A Texas family is accusing a veterinarian of keeping their dog imprisoned in a cage and using it for blood transfusions for six months after they thought their pet had been euthanized due to health problems.
The dog's owner said she had given Dr. Lou Tierce of the Camp Bowie Animal Clinic in Forth Worth permission to euthanize her then 4-year-old Leonberger, Sid, last October because the veterinarian told her the dog had a degenerative health condition, CBS Dallas/Fort Worth reported.
But last week, Marian Harris heard from a former employee of the vet's clinic, who told her Sid was still alive.
"The betrayal is so incredibly intense that nothing you have prepares you for the emotions," Harris said. "There's anger, there's joy that you have your dog back, there's betrayal of this intense trust. And so it's just really hard to camp on one particular emotion."
Harris said Tierce had told her that Sid was suffering from a degenerative spinal condition. She and her husband, Jamie, agreed that the vet should euthanize the dog to spare him suffering.
But the former clinic worker told Harris that the vet kept Sid alive -- in a cage - and used him as a doggie blood donor, Harris told the Fort Worth Star-Telegram.
Harris said she and her husband marched into the Camp Bowie Animal Clinic and found Sid in a back room.
"He was able to walk and jump in the back of my minivan so it was an excitement to be reunited," Harris said.
They immediately took him to another vet for an evaluation, who told them that Sid did not have any serious health problems.
Sid is now back home in Aledo with the Harris family.

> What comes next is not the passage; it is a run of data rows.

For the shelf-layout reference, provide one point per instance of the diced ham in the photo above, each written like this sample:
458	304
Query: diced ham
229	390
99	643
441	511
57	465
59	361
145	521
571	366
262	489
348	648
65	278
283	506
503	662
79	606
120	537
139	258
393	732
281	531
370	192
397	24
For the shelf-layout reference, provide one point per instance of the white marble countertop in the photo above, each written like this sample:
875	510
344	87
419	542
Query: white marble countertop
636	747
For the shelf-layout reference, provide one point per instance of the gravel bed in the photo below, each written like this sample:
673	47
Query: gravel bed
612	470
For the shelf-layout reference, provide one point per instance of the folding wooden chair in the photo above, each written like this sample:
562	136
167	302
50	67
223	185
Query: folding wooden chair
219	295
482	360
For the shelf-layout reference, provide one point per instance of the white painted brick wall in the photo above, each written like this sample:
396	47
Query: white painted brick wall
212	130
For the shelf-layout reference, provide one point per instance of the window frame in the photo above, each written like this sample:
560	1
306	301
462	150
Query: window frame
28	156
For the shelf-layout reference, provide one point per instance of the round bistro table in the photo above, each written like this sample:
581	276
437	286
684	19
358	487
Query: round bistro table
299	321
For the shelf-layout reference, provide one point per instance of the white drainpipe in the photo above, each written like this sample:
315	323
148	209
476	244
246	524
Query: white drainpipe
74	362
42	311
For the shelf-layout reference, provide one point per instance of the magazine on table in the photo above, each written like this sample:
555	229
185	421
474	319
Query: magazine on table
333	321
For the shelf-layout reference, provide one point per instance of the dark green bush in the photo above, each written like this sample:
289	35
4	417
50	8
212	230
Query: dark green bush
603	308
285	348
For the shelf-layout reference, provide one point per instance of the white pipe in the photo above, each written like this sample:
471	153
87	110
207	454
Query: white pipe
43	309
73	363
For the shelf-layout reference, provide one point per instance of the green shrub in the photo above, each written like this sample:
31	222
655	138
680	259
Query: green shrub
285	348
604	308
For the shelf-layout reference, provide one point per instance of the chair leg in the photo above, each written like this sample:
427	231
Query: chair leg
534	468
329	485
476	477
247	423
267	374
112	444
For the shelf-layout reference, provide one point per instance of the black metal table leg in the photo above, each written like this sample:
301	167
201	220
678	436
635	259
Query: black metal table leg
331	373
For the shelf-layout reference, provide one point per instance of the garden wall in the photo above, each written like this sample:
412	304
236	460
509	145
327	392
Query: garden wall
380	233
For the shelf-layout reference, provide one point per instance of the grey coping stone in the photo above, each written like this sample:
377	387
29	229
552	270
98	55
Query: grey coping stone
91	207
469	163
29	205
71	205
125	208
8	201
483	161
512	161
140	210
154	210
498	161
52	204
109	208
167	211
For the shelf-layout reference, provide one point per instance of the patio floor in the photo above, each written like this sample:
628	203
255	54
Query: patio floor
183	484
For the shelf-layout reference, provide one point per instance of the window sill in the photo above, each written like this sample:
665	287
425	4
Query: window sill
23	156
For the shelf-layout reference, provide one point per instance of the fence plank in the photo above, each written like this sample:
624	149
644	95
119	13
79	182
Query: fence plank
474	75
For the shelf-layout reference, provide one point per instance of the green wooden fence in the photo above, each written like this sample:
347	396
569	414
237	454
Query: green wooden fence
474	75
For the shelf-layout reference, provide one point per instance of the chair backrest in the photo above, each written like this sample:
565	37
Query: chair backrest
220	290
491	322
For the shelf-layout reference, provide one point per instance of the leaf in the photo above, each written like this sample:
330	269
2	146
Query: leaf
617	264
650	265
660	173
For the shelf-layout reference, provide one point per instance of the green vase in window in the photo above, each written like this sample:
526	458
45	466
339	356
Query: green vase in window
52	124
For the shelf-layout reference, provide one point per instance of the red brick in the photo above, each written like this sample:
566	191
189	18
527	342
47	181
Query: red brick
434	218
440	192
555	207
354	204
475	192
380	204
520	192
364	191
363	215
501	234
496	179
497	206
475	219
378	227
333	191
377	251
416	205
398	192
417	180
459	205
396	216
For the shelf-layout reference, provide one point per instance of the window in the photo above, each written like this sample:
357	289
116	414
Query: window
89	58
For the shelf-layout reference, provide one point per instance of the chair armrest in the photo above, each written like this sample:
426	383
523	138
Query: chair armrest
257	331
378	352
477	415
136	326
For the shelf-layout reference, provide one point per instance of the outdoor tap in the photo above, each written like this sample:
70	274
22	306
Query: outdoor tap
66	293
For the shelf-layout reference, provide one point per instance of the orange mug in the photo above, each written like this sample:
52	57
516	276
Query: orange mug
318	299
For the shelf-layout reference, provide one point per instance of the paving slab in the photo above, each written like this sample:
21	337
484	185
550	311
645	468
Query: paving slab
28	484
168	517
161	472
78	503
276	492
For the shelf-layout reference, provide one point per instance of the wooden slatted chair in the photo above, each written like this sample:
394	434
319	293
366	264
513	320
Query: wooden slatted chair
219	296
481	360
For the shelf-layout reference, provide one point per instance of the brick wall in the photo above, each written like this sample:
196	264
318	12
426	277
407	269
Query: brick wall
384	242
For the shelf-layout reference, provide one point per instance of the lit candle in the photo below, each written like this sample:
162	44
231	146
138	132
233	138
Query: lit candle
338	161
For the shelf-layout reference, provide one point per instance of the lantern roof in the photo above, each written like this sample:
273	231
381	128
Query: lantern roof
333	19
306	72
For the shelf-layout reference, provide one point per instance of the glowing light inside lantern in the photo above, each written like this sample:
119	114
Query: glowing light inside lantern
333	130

Police and the state Board of Veterinary Medical Examiners are investigating whether any other animals may have been abused at the clinic. Animal control removed two other dogs from the clinic.
Tierce, a licensed vet since 1966, called the allegations "a bunch of hooey" on Wednesday and said he had kept Sid alive because he couldn't bear to put him down.
"The lady wanted me to euthanize their dog, but I just couldn't bring myself to do it," Tierce said, according to the Star-Telegram.
He said the allegations were fabricated by a disgruntled employee who "wanted to get me."
The former clinic worker, Mary Brewer, told the Star-Telegram she quit because animals were being mistreated at the clinic.
"I knew the truth and I quit because of it," Brewer said. "I'd had enough. ... Right is right and wrong is wrong."